Dal primo al 7 ottobre si svolge la Settimana vegetariana: eventi in tutto il mondo (alcuni anche in Italia) per invitare ad eliminare la carne.
Il nocciolo della questione secondo me è che il consumo di carne affama il mondo e danneggia l’ambiente. Nuoce agli esseri umani più poveri.
Ecco una rapidissima carrellata sui risvolti sociali e ambientali dell’allevamento del bestiame. La dedico a chi mette bistecche in tavola a pranzo e cena. Non gli chiedo di cambiare abitudini: solo di essere consapevole delle proprie azioni.
Innanzitutto, la carne affama il mondo. Le mucche vengono nutrite con granaglie, non con l’erba. Per produrre un chilo di proteine animali servono da 3 a 10 chili di proteine vegetali. Gli affamati sono in aumento, ma credo che la loro situazione migliorerebbe se non dovessero patire la concorrenza degli animali da macello.

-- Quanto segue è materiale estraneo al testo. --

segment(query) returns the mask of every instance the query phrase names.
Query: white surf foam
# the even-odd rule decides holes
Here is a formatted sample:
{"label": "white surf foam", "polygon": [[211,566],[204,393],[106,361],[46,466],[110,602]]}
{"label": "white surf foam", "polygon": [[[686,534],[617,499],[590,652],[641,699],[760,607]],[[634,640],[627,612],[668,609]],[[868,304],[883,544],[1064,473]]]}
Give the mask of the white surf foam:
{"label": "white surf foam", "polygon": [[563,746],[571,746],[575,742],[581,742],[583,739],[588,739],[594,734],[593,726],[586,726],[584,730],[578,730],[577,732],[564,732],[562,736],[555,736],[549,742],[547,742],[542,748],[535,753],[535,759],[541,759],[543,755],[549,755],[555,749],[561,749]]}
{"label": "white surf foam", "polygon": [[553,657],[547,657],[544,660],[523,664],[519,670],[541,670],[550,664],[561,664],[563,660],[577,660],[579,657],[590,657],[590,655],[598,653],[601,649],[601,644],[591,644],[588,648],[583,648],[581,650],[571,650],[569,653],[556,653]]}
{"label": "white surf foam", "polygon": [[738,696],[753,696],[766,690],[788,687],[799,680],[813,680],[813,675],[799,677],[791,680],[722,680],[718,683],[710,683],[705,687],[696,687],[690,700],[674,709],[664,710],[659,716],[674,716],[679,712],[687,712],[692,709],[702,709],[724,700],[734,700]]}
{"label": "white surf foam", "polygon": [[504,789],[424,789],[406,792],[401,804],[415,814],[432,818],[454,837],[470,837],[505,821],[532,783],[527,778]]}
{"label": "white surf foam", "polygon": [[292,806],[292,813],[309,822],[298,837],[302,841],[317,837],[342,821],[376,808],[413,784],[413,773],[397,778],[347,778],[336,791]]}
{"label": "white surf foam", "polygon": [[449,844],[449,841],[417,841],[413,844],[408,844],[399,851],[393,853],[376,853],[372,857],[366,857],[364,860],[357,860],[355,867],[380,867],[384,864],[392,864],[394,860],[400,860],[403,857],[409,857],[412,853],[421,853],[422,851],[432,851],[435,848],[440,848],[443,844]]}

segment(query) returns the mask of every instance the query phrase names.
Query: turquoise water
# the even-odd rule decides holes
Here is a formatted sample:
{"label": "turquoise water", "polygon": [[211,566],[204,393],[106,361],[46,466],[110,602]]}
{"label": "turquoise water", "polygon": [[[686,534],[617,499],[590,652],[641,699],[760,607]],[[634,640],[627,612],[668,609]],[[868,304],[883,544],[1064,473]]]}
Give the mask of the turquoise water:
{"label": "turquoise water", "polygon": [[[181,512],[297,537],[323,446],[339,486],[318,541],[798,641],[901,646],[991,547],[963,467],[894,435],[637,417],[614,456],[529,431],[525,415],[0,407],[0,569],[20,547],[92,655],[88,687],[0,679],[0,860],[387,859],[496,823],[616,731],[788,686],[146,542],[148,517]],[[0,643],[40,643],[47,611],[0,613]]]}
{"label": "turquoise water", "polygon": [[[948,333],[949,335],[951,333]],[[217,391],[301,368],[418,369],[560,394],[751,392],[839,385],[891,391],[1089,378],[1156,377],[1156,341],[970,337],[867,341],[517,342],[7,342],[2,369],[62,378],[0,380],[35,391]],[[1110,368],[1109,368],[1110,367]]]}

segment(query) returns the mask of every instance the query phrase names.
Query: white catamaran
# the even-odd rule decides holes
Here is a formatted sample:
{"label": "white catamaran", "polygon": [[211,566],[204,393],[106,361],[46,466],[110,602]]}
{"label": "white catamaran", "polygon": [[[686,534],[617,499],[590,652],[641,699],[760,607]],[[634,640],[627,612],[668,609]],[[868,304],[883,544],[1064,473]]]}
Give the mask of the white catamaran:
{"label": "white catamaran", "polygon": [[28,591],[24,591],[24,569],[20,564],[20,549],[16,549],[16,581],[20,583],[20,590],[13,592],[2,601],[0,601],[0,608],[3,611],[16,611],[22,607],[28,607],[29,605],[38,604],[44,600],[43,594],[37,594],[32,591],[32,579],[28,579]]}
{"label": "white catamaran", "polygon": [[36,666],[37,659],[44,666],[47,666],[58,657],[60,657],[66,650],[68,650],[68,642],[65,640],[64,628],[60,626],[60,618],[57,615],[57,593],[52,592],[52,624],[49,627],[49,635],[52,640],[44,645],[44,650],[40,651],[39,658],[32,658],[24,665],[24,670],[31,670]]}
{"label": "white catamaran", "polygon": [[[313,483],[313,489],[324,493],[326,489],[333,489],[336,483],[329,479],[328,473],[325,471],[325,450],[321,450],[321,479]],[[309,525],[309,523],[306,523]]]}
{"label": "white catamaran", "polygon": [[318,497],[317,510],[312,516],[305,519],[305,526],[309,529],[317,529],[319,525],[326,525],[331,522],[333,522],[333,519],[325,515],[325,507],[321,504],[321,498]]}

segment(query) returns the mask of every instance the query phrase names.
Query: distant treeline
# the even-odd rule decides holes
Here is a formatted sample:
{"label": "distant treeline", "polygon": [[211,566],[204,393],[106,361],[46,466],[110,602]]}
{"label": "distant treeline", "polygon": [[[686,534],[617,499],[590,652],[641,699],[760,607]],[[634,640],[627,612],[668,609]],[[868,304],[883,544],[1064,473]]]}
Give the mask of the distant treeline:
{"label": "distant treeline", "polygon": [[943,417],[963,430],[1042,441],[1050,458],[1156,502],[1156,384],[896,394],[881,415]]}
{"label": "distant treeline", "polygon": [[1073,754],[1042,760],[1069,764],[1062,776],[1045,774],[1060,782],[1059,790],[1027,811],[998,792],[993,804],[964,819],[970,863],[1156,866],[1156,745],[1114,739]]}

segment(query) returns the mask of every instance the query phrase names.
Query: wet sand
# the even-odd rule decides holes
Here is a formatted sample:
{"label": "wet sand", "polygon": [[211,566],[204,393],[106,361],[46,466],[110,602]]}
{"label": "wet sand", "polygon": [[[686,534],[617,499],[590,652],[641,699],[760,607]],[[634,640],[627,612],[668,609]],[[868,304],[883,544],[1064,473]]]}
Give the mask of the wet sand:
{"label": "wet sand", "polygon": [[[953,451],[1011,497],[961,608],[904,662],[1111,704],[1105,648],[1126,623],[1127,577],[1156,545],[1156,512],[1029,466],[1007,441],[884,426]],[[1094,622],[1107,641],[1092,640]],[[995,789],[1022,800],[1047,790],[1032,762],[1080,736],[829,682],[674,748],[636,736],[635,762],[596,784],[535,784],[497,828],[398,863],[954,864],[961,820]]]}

E poi la faccenda dell’acqua. Quella disponibile per le attività umane non è poi così abbondante. Ebbene, un chilo di carne di manzo “condensa” 15.000-70.000 litri d’acqua: quella necessaria per produrre il cibo di cui l’animale si è nutrito.
Rispetto all’ambiente, mangiare carne è peggio che guidare un Suv. Ci preoccupiamo giustamente di spegnere la luce quando uscendo da una stanza: ma per confezionare e trasportare la dose di mangime servita quotidianamente ad un solo animale ci vuole una quantità di energia pari a quella utilizzata per tenere accesa una lampadina da 100 watt per la durata di 20 giorni.
C’è poi un rapporto della Fao intitolato “La lunga ombra del bestiame”. Dice che l’allevamento provoca più emissioni di gas serra delle auto, se si tiene conto non solo dell’anidride carbonica ma anche del metano derivante dai processi digestivi.
Ancora la Fao ha appurato che il bestiame utilizza il 33% delle terre, se si tiene conto anche della produzione del mangime, e rappresenta il 20% degli esseri viventi che il pianeta sopporta.